@Olivier5,
I once mentioned that I wanted to talk about materialism, and never got around to it since I'd have to gather and write up my thoughts on it.
I have my own use of the word, which has nothing to do with the matter of people being materialistic, that quite derogatory word, a word also oft having to do with philosophy.
I don't consider myself spiritual in the way most people mean. For example, I've a friend who thinks of the mountains as spiritual places. I'm happy thinking of them as mountains, with all their attributes. I observe that the beliefs of native americans are spiritual in their understandings of the sun and moon and earth. Mine are not, mine are that they are material.
In the common sense of the word, I do like finely wrought things, though I don't have to have them as my own - ceramics, paintings, espresso makers, nice linens. I also like old ratty things, that others would throw out, from my old blue jeans, to a cracked cup that still holds fluid.

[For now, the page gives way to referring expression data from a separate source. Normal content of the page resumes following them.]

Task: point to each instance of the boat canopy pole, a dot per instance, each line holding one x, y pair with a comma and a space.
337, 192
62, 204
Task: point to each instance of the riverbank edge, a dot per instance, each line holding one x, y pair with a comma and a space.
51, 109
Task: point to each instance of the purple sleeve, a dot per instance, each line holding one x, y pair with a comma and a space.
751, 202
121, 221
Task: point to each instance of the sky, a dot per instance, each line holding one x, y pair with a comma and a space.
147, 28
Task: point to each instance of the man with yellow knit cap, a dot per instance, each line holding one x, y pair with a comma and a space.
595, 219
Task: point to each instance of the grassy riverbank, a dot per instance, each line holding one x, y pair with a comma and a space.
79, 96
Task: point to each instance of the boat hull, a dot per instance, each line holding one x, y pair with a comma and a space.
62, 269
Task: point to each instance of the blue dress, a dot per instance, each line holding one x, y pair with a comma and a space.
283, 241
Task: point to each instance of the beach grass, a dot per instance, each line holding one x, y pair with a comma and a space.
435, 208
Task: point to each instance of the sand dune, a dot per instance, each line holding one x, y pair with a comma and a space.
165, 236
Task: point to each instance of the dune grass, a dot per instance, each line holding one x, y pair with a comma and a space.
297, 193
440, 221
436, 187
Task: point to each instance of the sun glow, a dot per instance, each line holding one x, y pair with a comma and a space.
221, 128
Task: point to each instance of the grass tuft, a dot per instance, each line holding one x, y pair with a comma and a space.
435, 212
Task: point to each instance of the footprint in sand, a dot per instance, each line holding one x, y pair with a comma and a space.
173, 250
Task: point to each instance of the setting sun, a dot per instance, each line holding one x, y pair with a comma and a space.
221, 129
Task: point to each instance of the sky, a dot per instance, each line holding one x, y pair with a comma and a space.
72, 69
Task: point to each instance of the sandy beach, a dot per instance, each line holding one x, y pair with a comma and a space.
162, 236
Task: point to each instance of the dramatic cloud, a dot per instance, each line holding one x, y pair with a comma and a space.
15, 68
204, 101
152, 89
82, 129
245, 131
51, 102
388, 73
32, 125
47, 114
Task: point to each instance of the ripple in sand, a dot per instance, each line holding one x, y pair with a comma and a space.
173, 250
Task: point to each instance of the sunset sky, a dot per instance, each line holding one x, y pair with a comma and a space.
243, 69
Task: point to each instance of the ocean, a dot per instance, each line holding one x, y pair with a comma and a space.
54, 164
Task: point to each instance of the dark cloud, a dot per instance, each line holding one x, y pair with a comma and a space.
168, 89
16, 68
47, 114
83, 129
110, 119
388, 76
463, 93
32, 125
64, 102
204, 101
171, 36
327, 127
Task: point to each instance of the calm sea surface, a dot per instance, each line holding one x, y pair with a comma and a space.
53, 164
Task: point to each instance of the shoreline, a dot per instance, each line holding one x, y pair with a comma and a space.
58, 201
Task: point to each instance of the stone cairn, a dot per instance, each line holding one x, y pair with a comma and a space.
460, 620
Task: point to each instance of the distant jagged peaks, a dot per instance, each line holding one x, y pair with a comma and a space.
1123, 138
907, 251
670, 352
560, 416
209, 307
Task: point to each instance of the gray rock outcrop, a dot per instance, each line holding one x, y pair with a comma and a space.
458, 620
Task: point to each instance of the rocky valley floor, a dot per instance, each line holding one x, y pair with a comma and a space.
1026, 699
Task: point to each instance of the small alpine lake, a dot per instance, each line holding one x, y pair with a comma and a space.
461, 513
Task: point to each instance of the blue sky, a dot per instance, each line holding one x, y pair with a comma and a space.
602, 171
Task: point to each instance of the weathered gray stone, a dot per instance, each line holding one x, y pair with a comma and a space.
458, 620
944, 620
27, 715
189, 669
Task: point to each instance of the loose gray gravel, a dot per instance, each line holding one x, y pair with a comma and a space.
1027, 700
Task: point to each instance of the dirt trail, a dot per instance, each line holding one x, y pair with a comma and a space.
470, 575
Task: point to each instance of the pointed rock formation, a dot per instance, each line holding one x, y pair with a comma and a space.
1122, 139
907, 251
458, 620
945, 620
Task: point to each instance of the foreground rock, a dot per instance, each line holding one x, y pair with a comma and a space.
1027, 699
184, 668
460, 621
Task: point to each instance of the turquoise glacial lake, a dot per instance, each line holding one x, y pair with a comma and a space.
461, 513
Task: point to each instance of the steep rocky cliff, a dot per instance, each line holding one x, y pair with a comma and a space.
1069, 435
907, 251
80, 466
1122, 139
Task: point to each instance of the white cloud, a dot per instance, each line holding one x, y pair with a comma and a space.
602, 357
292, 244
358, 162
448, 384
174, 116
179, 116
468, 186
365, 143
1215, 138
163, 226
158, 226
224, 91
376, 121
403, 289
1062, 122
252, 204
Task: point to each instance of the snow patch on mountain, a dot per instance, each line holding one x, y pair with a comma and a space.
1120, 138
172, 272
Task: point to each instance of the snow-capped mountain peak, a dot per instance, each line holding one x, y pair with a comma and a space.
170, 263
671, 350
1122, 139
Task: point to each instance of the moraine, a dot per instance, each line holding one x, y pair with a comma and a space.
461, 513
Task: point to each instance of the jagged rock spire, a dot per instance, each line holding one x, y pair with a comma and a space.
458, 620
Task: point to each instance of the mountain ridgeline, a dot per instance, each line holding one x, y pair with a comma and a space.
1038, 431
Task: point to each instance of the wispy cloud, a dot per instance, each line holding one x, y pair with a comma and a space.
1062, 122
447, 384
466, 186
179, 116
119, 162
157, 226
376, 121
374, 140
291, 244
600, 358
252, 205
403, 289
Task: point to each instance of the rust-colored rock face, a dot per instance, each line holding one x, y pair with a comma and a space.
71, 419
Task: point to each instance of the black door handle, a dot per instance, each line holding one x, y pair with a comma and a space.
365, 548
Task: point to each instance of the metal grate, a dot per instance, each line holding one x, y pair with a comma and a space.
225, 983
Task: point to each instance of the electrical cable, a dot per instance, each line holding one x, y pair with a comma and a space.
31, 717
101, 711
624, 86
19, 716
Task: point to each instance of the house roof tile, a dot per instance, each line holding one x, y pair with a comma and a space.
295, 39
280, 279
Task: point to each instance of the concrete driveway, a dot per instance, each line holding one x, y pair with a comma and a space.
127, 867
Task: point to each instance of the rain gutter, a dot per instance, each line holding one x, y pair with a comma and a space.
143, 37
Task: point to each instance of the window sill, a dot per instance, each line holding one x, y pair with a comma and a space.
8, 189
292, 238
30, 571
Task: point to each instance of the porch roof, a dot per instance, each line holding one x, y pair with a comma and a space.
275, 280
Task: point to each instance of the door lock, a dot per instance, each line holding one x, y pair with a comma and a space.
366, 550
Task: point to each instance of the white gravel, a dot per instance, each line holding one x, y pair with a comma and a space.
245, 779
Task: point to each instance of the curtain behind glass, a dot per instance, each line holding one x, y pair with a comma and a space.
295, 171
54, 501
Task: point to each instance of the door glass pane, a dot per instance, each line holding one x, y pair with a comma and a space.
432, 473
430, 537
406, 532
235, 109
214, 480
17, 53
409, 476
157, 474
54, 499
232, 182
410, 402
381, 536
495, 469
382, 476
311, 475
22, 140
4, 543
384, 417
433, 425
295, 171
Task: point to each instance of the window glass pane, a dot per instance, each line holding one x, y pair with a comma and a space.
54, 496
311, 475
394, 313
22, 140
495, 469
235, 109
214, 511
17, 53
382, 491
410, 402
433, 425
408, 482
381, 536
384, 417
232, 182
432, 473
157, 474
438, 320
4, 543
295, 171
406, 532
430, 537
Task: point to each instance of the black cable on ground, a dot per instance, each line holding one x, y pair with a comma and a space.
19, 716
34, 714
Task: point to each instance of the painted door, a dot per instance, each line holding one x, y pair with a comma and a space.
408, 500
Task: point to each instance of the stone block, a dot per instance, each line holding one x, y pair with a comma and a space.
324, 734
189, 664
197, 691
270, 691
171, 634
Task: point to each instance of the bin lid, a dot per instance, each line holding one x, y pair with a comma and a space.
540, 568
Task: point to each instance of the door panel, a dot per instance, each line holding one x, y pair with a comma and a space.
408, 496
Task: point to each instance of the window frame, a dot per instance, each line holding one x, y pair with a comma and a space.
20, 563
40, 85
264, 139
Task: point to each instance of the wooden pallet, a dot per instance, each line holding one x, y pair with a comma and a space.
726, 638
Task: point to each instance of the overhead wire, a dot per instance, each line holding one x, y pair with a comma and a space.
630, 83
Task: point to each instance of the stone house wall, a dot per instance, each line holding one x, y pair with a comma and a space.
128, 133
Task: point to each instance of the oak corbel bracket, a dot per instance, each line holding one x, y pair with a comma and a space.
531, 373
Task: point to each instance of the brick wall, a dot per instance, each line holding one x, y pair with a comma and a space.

But more in my sense of material, I like the beauty of the environment: the nature of nature, in all its glory, even its violence, the way things work together, like the human body does with its Krebs Cycle, and how systems work, with a kind of coherence. I like the nature of the petroglyphs behind the highway near my housing area, I like the roadrunner bird romping through a sandy yard on my own street, the quails traipsing between the trees. together.
I consider spirituality as such as other people's woo woo, and my view of the word materialism as a search for beauty. Beauty, as a kind of fit. By saying other people's woo woo, I don't mean that as mocking, just that I'm not interested in what I take as projections.
I am interested in matters of the mind and heart, but I don't consider that spirituality. I consider it living.
A tangent, yes, but a riposte to your (and most people's) use of the word materialism.